Step 4) At some point you will tell the duck what you are doing next and then realise that that is not in fact what you are actually doing. The duck will sit there serenely, happy in the knowledge that it has helped you on your way.

The XY problem

Ever heard about the XY problem? Well, quoting from a site dedicated to this, “the XY problem is asking about your attempted solution rather than your actual problem. This leads to enormous amounts of wasted time and energy, both on the part of people asking for help, and on the part of those providing help.”
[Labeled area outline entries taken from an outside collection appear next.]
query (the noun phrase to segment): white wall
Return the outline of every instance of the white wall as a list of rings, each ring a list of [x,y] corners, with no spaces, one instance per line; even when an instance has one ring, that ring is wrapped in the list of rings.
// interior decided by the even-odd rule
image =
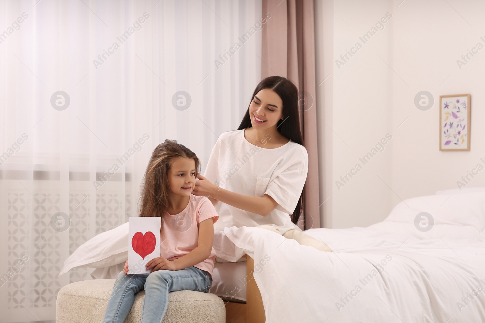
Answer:
[[[479,163],[485,166],[480,161],[485,160],[480,122],[485,120],[485,48],[461,69],[456,63],[477,43],[485,46],[480,38],[485,38],[480,16],[485,3],[449,3],[315,1],[317,85],[328,77],[318,87],[317,99],[320,202],[328,198],[320,209],[324,226],[379,222],[401,199],[457,188],[457,181],[467,171]],[[364,43],[359,36],[387,13],[392,17]],[[357,42],[361,48],[344,62],[340,55]],[[344,63],[340,68],[337,59]],[[423,90],[435,99],[427,111],[414,103]],[[471,95],[471,150],[439,151],[439,96],[463,93]],[[388,133],[392,139],[364,165],[359,158]],[[357,163],[362,169],[351,178],[348,176],[339,190],[336,181]],[[466,187],[480,186],[485,186],[485,170]]]

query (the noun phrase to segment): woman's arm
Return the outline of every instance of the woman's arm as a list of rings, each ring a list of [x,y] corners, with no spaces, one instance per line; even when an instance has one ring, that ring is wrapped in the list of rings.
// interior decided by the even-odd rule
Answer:
[[[187,255],[172,261],[176,270],[196,265],[210,257],[213,240],[214,221],[210,218],[199,224],[199,245]]]
[[[195,187],[192,194],[197,196],[207,196],[214,204],[214,200],[220,201],[235,208],[266,216],[273,210],[277,202],[273,197],[265,194],[262,197],[250,196],[235,193],[217,186],[200,174],[197,176]]]
[[[262,197],[250,196],[217,186],[210,196],[226,204],[262,216],[269,214],[278,205],[273,198],[267,194],[265,194]]]

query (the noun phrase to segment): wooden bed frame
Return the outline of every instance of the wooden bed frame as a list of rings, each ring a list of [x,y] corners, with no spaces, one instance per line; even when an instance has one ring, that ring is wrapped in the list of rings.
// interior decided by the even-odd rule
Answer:
[[[254,280],[254,260],[246,257],[246,303],[224,301],[226,323],[264,323],[266,316],[261,293]]]

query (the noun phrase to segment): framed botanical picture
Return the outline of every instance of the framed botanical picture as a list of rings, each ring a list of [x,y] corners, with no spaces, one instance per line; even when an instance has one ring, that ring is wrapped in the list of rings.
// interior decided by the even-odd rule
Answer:
[[[439,150],[470,150],[470,95],[439,97]]]

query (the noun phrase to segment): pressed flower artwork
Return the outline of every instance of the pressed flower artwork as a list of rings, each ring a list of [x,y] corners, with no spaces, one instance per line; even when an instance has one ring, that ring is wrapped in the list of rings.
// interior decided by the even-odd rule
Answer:
[[[439,97],[439,150],[470,150],[470,95]]]

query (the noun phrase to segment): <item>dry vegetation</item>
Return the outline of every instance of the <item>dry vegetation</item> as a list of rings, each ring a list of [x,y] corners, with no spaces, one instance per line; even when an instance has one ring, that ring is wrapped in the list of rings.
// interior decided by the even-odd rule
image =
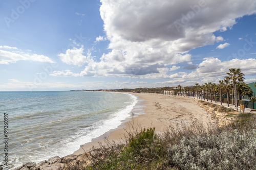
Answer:
[[[255,169],[255,120],[254,114],[240,114],[224,127],[198,123],[161,135],[156,135],[154,128],[131,126],[124,144],[106,139],[106,144],[87,155],[87,167],[69,169]]]

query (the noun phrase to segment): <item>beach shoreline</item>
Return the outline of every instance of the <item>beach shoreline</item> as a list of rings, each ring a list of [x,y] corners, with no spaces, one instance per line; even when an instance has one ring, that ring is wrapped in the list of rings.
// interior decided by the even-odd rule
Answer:
[[[121,141],[124,139],[126,131],[132,130],[130,129],[132,127],[137,129],[155,128],[156,133],[158,133],[179,125],[193,125],[201,122],[207,126],[209,122],[212,122],[208,113],[198,106],[197,101],[193,98],[156,93],[125,93],[144,101],[144,114],[130,117],[130,120],[124,121],[117,128],[83,144],[73,154],[78,155],[88,152],[93,147],[97,148],[99,143],[104,143],[104,138],[116,142]]]

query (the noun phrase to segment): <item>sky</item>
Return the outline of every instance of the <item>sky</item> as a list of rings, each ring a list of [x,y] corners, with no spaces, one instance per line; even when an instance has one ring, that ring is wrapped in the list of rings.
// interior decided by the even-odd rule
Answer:
[[[256,81],[255,0],[0,1],[0,91]]]

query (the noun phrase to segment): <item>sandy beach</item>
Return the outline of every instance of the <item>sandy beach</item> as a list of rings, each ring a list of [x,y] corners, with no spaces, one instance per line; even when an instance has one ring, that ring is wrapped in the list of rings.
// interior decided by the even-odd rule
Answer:
[[[117,129],[83,145],[82,149],[80,148],[74,154],[84,153],[93,146],[97,147],[99,142],[103,143],[104,137],[108,137],[110,140],[122,140],[126,133],[125,130],[129,131],[131,125],[133,125],[135,128],[155,127],[156,132],[160,133],[169,127],[182,123],[192,125],[197,121],[201,121],[206,125],[212,121],[204,109],[197,105],[197,101],[194,98],[155,93],[131,94],[144,100],[145,114],[134,117]]]

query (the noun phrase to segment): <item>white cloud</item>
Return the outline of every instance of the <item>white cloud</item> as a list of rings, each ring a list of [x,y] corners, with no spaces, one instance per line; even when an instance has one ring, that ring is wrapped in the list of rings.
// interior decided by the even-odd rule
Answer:
[[[136,83],[140,83],[140,84],[146,84],[146,83],[147,83],[147,82],[139,82],[139,81],[137,81]]]
[[[81,14],[81,13],[78,13],[78,12],[76,12],[75,14],[77,16],[82,16],[86,15],[86,14]]]
[[[0,46],[0,48],[6,49],[5,50],[0,50],[0,64],[15,63],[20,60],[54,63],[52,59],[47,56],[35,54],[31,55],[23,52],[15,47]],[[15,50],[11,51],[10,50]]]
[[[83,55],[83,46],[80,48],[73,47],[73,49],[68,49],[66,54],[61,53],[58,55],[60,60],[69,65],[76,65],[81,66],[89,61],[89,57]]]
[[[61,59],[79,66],[88,63],[79,74],[81,76],[178,78],[184,75],[169,72],[175,67],[165,68],[191,62],[188,51],[223,41],[222,37],[216,37],[214,33],[230,29],[236,23],[236,18],[256,12],[254,0],[236,3],[232,0],[100,2],[100,15],[110,52],[104,54],[99,61],[88,61],[80,51],[80,61],[67,53]],[[204,3],[199,3],[202,2]],[[190,15],[189,18],[188,15]],[[96,41],[104,38],[99,36]],[[225,43],[217,48],[228,44]],[[195,69],[197,66],[186,68]]]
[[[79,74],[74,74],[70,70],[65,71],[54,71],[50,76],[54,77],[80,77]]]
[[[106,39],[105,38],[100,35],[98,37],[96,37],[95,42],[104,41]]]
[[[7,45],[0,45],[0,48],[18,50],[17,47],[9,46]]]
[[[219,36],[219,37],[216,37],[216,42],[217,42],[223,41],[223,40],[224,40],[223,37],[222,37],[222,36]]]
[[[230,44],[229,43],[225,42],[225,43],[223,44],[220,44],[216,48],[216,49],[223,49],[224,48],[225,48],[226,47],[228,47],[229,46]]]
[[[170,68],[170,71],[174,71],[174,70],[176,70],[177,69],[178,69],[179,68],[180,68],[180,66],[177,66],[176,65],[174,65],[172,67],[172,68]]]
And the XY problem is more common than you might think – I was telling my girlfriend some weeks ago about the XY problem and she went: that is exactly what happened to me today! One of her colleagues asked for her help in finding an internal reference number for an invoice. So my girlfriend pulled a copy of the invoice from one of the systems, using information from the invoice copy she tried to track down that internal reference that was not really used by people in her department in another system and after some time she asked her colleague: but why do you need that internal reference number? So I can retrieve a copy of the invoice, the colleague said. If the colleague had stated from the start what she wanted – the invoice copy – instead of asking about a reference that she thought would help her retrieve the invoice, it would have not wasted unnecessary time for both of them.

And that happened in a finance environment, but it happens even more often in software development. I actually got to hear about the XY problem from our CTO who has had a fair share of XY questions received from the developers.

In my opinion, something that can be used (besides the solutions on the XY problem site) is the 5 whys technique, used in process improvement. Used to determine the root cause of a defect or problem by repeating the question “Why?” several times (you do not have to ask the question exactly 5 times, can be less or more) I think it can also be used here, without even having to ask to many times the why, as when you do when using it in process improvement – it might just take one why to find out the X of the problem instead of the Y.